MEDA FİLM YAPIM ile yapmış olacağınız yeni filmde ki rolünüz hakkında bize bilgi verir misiniz. İzleyicilerin karşısına bu kez nasıl bir karakterle çıkacaksınız?
MEDA FİLM YAPIM ile olan yeni projemde karakterim Berfin’in ayrıntılarını veremem, çünkü bu karakter sürpriz ve hikayenin anahtar karakterlerinden biri. Ancak söyleyebileceğim şey, Berfin karakterinin oldukça karmaşık ve çok yönlü bir karakter olduğu. Bu karakteri anlamak ve canlandırmak için elimden gelenin en iyisini yapmaya çalışıyorum. İzleyicilere unutulmaz bir deneyim yaşatmak için sabırsızlanıyorum.
Oyunculuk dışında ilgi duyduğunuz diğer aktiviteler, sosyal sorumluluk projeleri veya hobileriniz hakkında bize bilgi verir misiniz?
Oyunculuk dışında, sosyal sorumluluk projelerine ve farklı aktivitelere ilgi gösteriyorum. İşitme engelli bireyler için işaret dili eğitimi almış ve bu alanda çalışmalarda bulunmuştum. Ayrıca işaret diliyle iletişim kurabilen biri olarak, insanlara farkındalık yaratmaya çalıştım. Ayrıca çeşitli sosyal sorumluluk projelerinde de yer aldım. Örneğin, çocuklar için tiyatro gösterilerine katıldım ve onlara sanatın güzelliklerini aktarmaya çalıştım. Hobilerime gelince, çocukluğumdan beri farklı aktiviteleri denemeyi seviyorum. Karate ile başlayarak Halk Oyunları kursuna gittim ve yarışmalara katıldım. Kitap okuma sevgisini ablam sayesinde edindim ve hızlı okuma kurslarına katıldım. Lisede fitness yaparak kendimi geliştirdim ve şu anda at binmeye başladım. Ayrıca yakın zamanda pilates ve dansa katılmayı düşünüyorum. Sürekli olarak kendimi geliştirmeyi ve yeni şeyler denemeyi seviyorum.
Son sorumuza gelmeden önce belirtmek isterim, güzel bir röportaj oldu ve samimi cevaplarınızdan dolayı ayrı teşekkür ederim. Son sorumuz ise; Genç oyunculara veya oyuncu olmak isteyenlere ne gibi tavsiyelerde bulunursunuz?
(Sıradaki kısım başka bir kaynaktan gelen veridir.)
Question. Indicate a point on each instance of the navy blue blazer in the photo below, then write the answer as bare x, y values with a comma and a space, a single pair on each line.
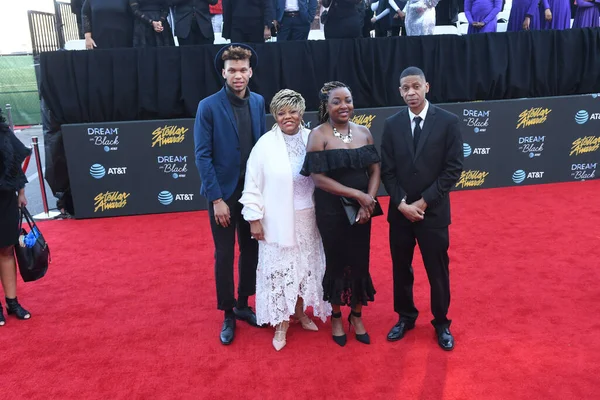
217, 144
307, 10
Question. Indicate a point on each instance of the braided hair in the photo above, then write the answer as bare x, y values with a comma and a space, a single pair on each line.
324, 98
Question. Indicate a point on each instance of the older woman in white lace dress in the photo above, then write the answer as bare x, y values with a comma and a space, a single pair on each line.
278, 203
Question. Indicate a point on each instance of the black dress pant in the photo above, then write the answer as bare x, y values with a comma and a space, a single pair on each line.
224, 239
195, 37
247, 30
433, 243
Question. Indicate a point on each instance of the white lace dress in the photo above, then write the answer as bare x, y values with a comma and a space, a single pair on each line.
286, 273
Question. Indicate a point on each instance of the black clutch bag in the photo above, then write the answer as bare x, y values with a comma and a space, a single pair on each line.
33, 259
351, 207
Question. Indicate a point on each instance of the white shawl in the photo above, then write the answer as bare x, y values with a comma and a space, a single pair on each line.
269, 189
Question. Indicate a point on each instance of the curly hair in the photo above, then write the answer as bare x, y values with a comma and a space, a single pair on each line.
287, 98
236, 53
324, 98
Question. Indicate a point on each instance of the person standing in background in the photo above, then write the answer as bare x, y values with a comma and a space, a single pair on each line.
107, 24
193, 24
294, 18
216, 12
561, 15
248, 21
482, 15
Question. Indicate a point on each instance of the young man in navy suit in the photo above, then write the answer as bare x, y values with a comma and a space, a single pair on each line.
421, 161
228, 124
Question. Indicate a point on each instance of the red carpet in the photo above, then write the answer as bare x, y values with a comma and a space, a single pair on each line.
127, 311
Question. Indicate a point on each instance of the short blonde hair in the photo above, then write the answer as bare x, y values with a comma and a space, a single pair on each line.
287, 98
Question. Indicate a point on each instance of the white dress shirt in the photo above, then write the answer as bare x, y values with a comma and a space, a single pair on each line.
422, 114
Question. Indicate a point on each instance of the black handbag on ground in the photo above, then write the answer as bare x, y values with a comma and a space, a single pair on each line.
32, 252
352, 207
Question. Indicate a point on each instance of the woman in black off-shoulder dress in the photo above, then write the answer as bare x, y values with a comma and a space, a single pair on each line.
343, 161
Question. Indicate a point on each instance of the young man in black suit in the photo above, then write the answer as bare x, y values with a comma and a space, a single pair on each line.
422, 159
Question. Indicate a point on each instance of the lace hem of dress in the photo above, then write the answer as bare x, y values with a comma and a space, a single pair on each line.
348, 292
328, 160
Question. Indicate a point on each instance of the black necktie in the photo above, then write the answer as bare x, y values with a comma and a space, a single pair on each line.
417, 131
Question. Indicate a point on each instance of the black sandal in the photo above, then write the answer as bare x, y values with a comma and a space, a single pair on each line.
364, 338
341, 340
14, 308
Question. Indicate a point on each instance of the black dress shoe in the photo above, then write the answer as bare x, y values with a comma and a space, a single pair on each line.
246, 314
228, 330
398, 330
445, 339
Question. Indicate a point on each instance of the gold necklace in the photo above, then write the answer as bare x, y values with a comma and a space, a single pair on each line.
345, 138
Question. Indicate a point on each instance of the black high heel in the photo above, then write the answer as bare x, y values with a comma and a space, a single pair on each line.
341, 340
364, 338
14, 308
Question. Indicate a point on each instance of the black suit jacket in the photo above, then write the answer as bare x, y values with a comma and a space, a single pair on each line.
430, 173
184, 11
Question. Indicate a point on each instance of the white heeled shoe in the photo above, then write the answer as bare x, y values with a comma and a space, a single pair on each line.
307, 323
279, 340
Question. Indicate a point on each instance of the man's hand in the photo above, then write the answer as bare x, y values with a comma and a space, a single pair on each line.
256, 230
222, 215
411, 212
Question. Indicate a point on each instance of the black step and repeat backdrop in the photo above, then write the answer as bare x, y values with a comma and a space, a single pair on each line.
145, 167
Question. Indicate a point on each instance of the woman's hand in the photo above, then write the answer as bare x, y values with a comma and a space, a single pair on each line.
366, 201
157, 25
256, 230
22, 200
363, 216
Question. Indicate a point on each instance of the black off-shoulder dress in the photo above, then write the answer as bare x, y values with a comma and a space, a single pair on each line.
347, 280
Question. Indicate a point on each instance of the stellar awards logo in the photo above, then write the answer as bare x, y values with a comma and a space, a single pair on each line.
472, 178
533, 116
168, 134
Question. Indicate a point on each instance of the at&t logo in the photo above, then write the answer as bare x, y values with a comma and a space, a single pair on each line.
584, 171
98, 171
533, 146
477, 119
582, 116
467, 150
176, 166
107, 138
519, 175
166, 198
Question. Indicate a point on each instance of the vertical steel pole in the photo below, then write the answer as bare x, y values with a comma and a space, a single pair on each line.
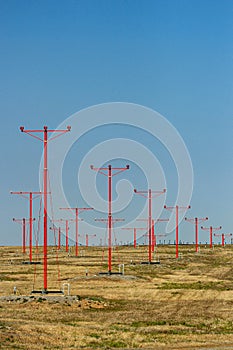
67, 229
59, 238
45, 207
134, 237
177, 231
24, 235
153, 235
196, 233
110, 219
30, 228
149, 221
76, 231
211, 236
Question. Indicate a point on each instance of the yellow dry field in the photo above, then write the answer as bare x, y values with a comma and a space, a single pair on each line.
184, 303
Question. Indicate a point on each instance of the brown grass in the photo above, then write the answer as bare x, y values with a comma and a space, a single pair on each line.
179, 304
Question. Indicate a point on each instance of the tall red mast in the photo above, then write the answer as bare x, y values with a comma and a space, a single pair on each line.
223, 235
110, 246
150, 194
87, 238
109, 172
23, 223
45, 141
211, 229
177, 208
29, 195
77, 211
196, 221
153, 231
134, 233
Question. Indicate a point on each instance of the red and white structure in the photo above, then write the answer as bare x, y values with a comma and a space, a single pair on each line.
211, 230
196, 221
149, 194
77, 211
45, 132
223, 235
177, 209
23, 222
31, 195
134, 233
110, 172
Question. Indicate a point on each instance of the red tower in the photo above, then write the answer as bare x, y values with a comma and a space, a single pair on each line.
110, 172
196, 221
211, 229
150, 194
45, 140
29, 195
177, 208
77, 211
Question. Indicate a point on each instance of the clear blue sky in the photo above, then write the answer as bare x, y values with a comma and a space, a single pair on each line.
174, 56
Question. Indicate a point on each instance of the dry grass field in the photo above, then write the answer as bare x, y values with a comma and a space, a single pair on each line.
177, 304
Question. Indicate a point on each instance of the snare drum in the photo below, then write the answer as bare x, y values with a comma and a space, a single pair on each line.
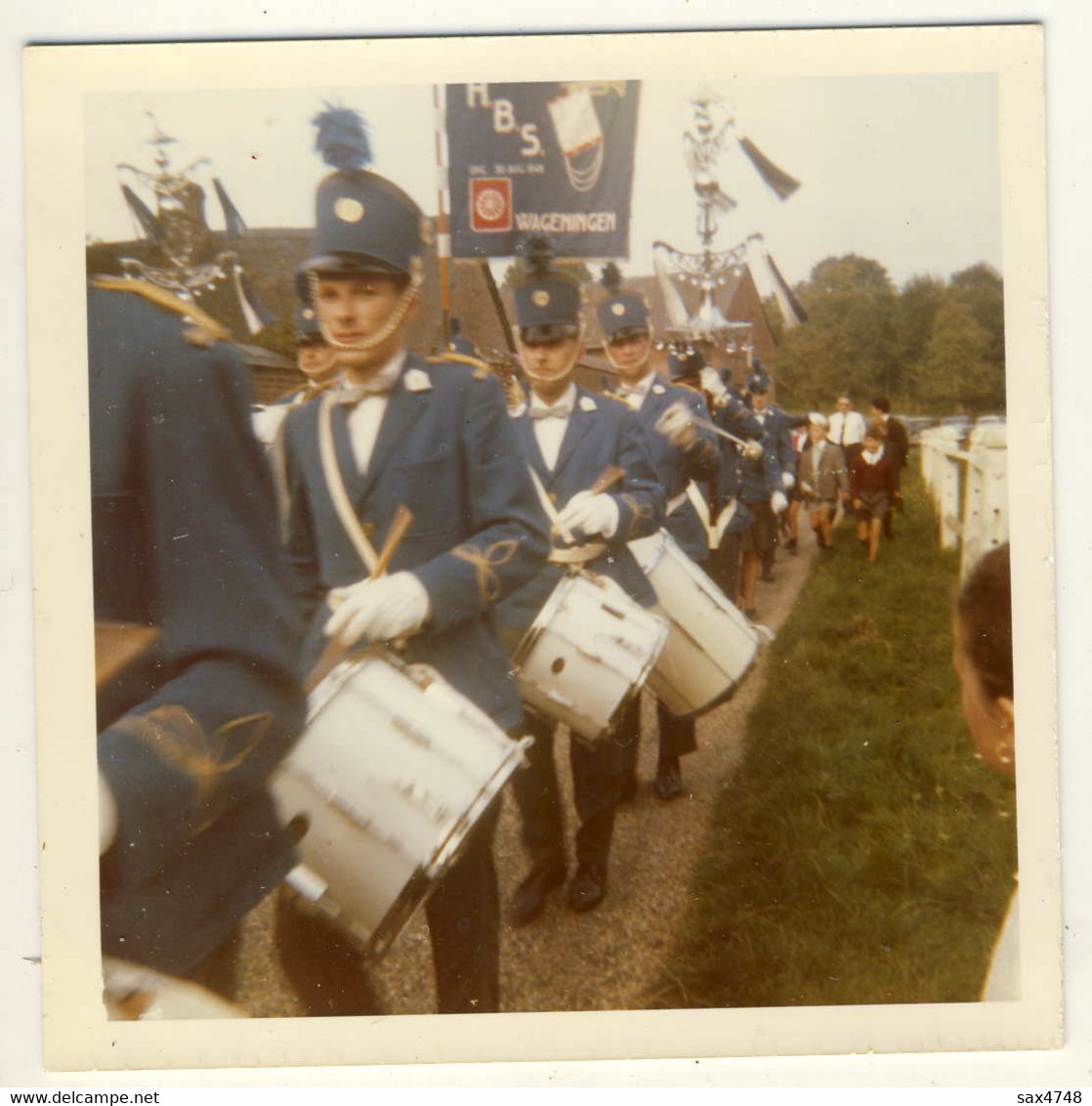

Asıl Ben teşekkür ederim Fırat bey, bu röportajı gerçekten keyifli buldum. Genç oyunculara veya oyuncu olmak isteyenlere verebileceğim tavsiyeler şunlar:Asla vazgeçmeyin: Oyunculuk yolculuğu zorlu olabilir ve başarı zaman alabilir. Ancak ne olursa olsun vazgeçmeyin. İçinizdeki tutkuyu ve hedefinizi her zaman ön planda tutun.Kendinizi sürekli geliştirin: Oyunculuk bir sanattır ve sürekli olarak kendinizi geliştirmeniz gerekecektir. Tiyatro kurslarına katılın, oyunculuk tekniklerini öğrenin ve deneyim kazanın. Farklı rolleri deneyin: Çeşitli karakterleri canlandırmak size yeni perspektifler kazandırır. Cesurca farklı türlerdeki rolleri deneyin ve kendinizi sınırlamayın. Sosyal sorumluluk projelerine katılın: Sosyal sorumluluk projeleri, insanlarla daha fazla etkileşimde bulunmanıza ve farklı deneyimler yaşamanıza yardımcı olabilir. Aynı zamanda başkalarına yardım etmek de kişisel gelişiminizi artırabilir.İstikrarlı olun: Başarıya giden yol istikrarla doludur. Sabırlı olun ve her gün kendinizi geliştirmeye çalışın.İşte bu tavsiyelerle genç oyuncuların ve oyuncu olmak isteyenlerin yolculuğuna katkı sağlayabileceğini düşünüyorum.